For anyone else that knew this sounds familiar, it's a great take off of Commander Cody and His Lost Planet Airmen song Hot Rod Lincoln.



Randy Newman
 

Hi Dennis. Just had to chime in on the 555 bandwagon. While it is not (by far) the fastest scope I own, it is in ways the most impressive, however it’s feature I most appreciate is it’s clear fine-line trace. Mine also has the purple-blue phosphor (which, if I remember correctly is the one especially suited to photographic use).
I have used 16GHz Tek DSO’s at work, which are cool, but still love my 555.


 

Hi Randy,
The trace sharpness was a hallmark of Tek scopes. The increased bandwidth, high writing rate, and very fast sweep speeds of the 7000 series necessitated higher acceleration voltages. 7000 CRTs would have to be so long (up to 7') they would be impractical unless a way could be found to solve this problem.
The solution Tek came up with was the Domed (Expansion) Mesh which unfortunately expands the beam width.
It was an engineering tradeoff.

The 7104 CRT does not use an domed mesh.
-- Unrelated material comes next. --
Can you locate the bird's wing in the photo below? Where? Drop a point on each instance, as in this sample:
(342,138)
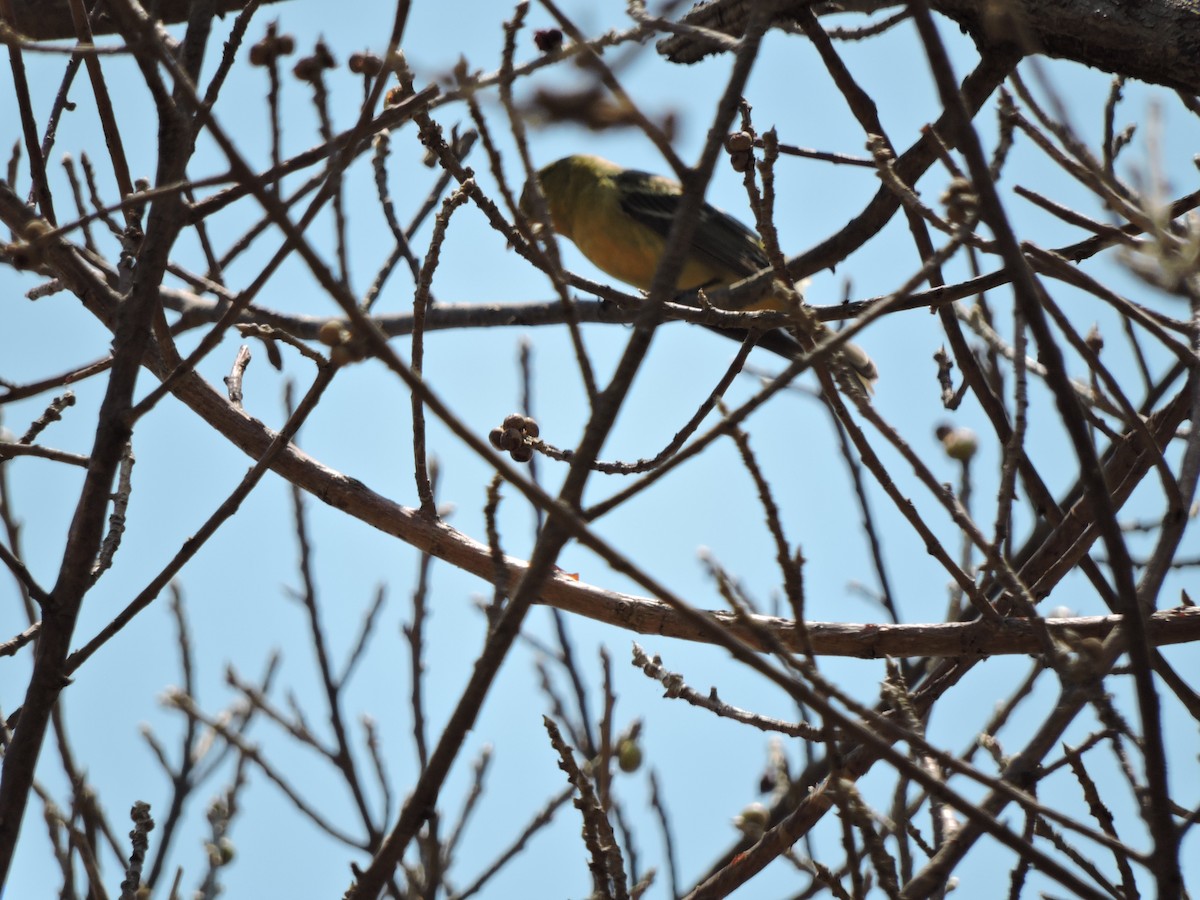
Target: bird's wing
(719,238)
It uses a scan expansion lens and a spot demagnification lens.
You can read more about all the tradeoffs that have to be taken into account here
https://vintagetek.org/wp-content/uploads/2017/11/Electronic-Design-Jan-18-1979.pdf
and here
https://vintagetek.org/wp-content/uploads/2017/11/Tekscope_1979_V11_N1.pdf

Dennis Tillman W7pF

-----Original Message-----
From: TekScopes@groups.io [mailto:TekScopes@groups.io] On Behalf Of Randy Newman
Sent: Wednesday, June 17, 2020 8:58 PM
To: TekScopes@groups.io
Subject: Re: [TekScopes] In Defense of the 7A19 + Ode to the 555 Triple Nickel

Hi Dennis. Just had to chime in on the 555 bandwagon. While it is not (by far) the fastest scope I own, it is in ways the most impressive, however it’s feature I most appreciate is it’s clear fine-line trace. Mine also has the purple-blue phosphor (which, if I remember correctly is the one especially suited to photographic use).
I have used 16GHz Tek DSO’s at work, which are cool, but still love my 555.